I’m in the process of joining a non-profit board, and one of the things I confirmed with them was that they were ok with me continuing to say critical things about them publicly as I felt needed.
On the contrary, I think there is no norm against board members criticizing corporate direction.
I think it is accepted that a member of the board of a for-profit corporation might publicly say that they think the corporation’s X division should be shut down, in order to concentrate investment in the Y division, since they think the future market for Y will be greater than for X, even though the rest of the board disagrees. This might be done to get shareholders on-side for this change of direction.
For a non-profit, criticism regarding whether the corporation is fulfilling its mandate is similarly acceptable. The idea that board members should resign if they think the corporation is not abiding by its mission is ridiculous—that would just lead to the corporation departing even more from its mission.
Compare with members of a legislative body. Legislators routinely say they disagree with the majority of the body, and nobody thinks the right move if they are on the losing side of a vote is to resign.
And, a member of the miltary who believes that they have been ordered to commit a war crime is not supposed to resign in protest (assuming that is even possible), allowing the crime to be committed. They are supposed to disobey the order.
If board members have an obligation not to criticize their organization in an academic paper, then they should also have an obligation not to discuss anything related to their organization in an academic paper. The ability to be honest is important, and if a researcher can’t say anything critical about an organization, then non-critical things they say about it lose credibility.

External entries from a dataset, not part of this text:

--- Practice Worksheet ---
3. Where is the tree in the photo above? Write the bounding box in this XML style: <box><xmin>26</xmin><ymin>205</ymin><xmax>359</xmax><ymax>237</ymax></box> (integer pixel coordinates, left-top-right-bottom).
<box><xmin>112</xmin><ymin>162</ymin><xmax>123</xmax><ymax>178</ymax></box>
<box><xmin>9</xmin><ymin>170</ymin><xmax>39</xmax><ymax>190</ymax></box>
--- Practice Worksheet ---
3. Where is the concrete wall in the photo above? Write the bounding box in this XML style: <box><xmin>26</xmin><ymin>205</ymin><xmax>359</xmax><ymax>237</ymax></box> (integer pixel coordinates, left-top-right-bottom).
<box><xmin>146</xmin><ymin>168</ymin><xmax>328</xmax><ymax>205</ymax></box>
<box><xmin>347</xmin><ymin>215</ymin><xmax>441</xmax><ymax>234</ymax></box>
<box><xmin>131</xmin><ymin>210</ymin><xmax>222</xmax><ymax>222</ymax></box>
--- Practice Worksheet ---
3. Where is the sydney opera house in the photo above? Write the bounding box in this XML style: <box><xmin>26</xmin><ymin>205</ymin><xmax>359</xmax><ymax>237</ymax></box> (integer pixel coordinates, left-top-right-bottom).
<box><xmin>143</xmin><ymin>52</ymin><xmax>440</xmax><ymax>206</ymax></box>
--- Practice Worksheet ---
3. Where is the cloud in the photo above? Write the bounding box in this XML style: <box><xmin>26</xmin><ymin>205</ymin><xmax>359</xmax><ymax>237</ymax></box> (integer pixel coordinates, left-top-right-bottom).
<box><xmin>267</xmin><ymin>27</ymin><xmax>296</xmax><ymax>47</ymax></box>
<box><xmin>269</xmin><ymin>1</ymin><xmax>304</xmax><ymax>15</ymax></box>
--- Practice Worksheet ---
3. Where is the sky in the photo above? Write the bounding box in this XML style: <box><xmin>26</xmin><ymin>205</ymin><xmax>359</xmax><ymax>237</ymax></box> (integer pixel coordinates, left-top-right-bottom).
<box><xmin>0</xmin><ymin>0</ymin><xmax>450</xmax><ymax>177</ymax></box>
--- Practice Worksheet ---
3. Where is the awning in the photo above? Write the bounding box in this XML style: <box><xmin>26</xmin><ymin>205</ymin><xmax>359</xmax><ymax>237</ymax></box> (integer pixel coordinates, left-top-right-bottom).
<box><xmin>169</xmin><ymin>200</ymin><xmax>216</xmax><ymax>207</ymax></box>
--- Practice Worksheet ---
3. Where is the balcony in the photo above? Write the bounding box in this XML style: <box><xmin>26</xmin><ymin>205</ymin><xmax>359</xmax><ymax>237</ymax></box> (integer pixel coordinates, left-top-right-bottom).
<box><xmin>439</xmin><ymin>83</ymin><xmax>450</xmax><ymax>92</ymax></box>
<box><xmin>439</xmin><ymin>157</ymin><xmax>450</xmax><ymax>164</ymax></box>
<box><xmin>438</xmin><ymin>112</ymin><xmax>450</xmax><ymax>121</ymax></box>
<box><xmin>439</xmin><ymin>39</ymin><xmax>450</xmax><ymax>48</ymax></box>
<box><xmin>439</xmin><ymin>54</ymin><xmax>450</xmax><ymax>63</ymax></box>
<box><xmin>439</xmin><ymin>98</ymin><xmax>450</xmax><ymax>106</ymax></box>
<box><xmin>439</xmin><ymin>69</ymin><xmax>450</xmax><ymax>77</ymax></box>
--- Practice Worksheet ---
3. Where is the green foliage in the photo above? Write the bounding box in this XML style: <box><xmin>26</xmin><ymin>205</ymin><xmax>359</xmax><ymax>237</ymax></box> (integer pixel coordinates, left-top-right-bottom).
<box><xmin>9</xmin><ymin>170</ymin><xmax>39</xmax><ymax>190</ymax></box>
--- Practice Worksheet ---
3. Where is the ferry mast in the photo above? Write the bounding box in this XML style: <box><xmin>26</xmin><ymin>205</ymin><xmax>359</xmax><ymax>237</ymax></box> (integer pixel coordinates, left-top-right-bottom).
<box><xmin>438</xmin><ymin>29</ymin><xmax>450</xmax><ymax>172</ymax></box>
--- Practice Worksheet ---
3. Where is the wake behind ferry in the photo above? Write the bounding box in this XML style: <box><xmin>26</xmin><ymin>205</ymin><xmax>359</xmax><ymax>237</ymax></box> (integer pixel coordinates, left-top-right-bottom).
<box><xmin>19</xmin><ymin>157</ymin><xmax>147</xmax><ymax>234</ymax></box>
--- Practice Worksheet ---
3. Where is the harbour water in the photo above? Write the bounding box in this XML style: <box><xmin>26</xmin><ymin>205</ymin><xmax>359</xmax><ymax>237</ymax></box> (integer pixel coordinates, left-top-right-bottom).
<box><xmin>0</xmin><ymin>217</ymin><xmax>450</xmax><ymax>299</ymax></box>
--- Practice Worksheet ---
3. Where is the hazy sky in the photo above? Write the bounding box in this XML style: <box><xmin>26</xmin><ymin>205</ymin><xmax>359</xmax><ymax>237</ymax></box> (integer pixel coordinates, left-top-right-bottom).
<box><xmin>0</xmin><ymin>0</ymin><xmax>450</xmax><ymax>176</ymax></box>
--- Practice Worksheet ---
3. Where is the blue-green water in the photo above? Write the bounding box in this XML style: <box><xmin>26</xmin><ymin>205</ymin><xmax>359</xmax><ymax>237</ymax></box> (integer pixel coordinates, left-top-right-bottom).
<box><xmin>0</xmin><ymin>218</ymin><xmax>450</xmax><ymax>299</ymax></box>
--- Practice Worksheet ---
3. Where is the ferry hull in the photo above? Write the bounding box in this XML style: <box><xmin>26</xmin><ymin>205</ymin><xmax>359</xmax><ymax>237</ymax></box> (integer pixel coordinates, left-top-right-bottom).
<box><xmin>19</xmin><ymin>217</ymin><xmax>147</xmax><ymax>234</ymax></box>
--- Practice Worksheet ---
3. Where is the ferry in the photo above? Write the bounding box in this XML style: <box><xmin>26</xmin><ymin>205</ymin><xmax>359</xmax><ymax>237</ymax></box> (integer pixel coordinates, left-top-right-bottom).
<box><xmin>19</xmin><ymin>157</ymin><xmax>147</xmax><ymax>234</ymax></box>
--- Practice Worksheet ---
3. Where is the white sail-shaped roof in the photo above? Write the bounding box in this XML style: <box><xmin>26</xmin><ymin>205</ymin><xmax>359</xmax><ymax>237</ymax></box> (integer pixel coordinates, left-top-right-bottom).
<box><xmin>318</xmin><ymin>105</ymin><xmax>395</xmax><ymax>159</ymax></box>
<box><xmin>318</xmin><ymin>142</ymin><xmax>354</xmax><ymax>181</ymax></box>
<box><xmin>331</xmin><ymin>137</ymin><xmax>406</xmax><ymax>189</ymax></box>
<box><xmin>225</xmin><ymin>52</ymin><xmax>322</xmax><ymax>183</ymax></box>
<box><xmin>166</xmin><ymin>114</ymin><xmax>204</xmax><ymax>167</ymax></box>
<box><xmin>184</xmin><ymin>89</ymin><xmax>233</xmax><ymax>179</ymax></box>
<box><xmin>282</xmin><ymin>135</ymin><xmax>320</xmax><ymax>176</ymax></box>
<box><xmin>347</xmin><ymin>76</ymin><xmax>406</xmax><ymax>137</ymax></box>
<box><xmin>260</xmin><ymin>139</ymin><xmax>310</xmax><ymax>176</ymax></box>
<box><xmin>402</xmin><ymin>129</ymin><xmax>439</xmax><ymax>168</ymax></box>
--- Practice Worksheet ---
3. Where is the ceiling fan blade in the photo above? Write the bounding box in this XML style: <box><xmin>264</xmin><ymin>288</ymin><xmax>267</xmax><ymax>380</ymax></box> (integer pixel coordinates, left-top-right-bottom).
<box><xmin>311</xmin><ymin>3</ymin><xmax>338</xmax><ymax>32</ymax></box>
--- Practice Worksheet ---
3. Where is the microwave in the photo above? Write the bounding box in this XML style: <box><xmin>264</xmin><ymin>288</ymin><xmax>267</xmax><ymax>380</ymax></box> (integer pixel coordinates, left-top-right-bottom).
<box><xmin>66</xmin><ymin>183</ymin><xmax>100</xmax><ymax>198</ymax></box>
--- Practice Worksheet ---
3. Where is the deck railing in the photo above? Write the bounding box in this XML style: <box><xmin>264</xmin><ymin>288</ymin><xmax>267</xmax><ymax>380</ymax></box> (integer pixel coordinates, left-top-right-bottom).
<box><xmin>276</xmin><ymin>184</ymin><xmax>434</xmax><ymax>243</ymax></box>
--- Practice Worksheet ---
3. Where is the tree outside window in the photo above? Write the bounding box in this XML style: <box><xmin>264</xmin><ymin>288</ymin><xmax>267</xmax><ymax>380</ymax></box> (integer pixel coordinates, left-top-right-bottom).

“anything related to”, depending how it’s interpreted, might be overly broad, but something like this seems like a necessary implication, yes. Is that a bad thing?
This is only evidence for how insane the practices of our civilization are, requiring that those who most have the need and the ability to scrutinise the power of a corporation do so the least. OpenAI was supposedly trying to swim against the current, but alas, it just became another example of the regular sort of company.
I have no idea how you got that from what I said. The view of governance I am presenting is that the board should scrutinize the corporation, but behind closed doors, not out in public. Again, I’m not entirely confident that I agree with this view, but I do think it is normal for people involved in governance and therefor doesn’t indicate much about Altman or openAI one way or the other.